McLennan ousted as Rugby Australia chair after board coup

Can Hamish McLennan survive 2023 disaster? (3:46)

The ESPN Scrum Reset crew discuss Hamish McLennan's future as RA chairman and if there needs to be more change after the Wallabies' World Cup. (3:46)

Rugby Australia chairman Hamish McLennan has been ousted following an extraordinary board meeting on Sunday night.

On Sunday, McLennan vowed to fight to hold onto his position despite six member unions, including Queensland, the ACT and RugbyWA, demanding his resignation.

But McLennan's bid to keep his job ended on Sunday night after an emergency board meeting. World Cup-winning Wallaby Daniel Herbert has been named as McLennan's replacement on an interim basis, RA confirmed.

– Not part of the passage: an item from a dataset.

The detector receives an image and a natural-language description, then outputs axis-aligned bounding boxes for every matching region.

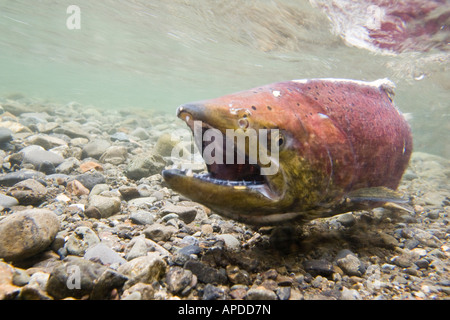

McLennan opted to quit the board entirely rather than remain as a director. His exit marks the end of an ugly chapter in Australian rugby.

"It has never been more important for the Rugby Australia board, working with Member Unions, to come together and execute the reform we absolutely need for an aligned high-performance system and to deliver on the commitments we have made, including to invest in Community and Women's Rugby," Herbert said.

"Australia will host the British and Irish Lions Tour in 2025, the Men's 2027 Rugby World Cup and the Women's 2029 Rugby World Cup and the 2032 Olympic Games - the reform we progress now will underpin the competitiveness of our national teams, as well as building deeper engagement with the Rugby community and fans everywhere.

"We note that the different Member Unions are not opposing Rugby Australia's centralisation proposals and remain committed to supporting high performance alignment."

On Friday, the six rebel union members took the extraordinary step of sending a letter to the RA board declaring they had lost faith in McLennan following a shambolic year for the code.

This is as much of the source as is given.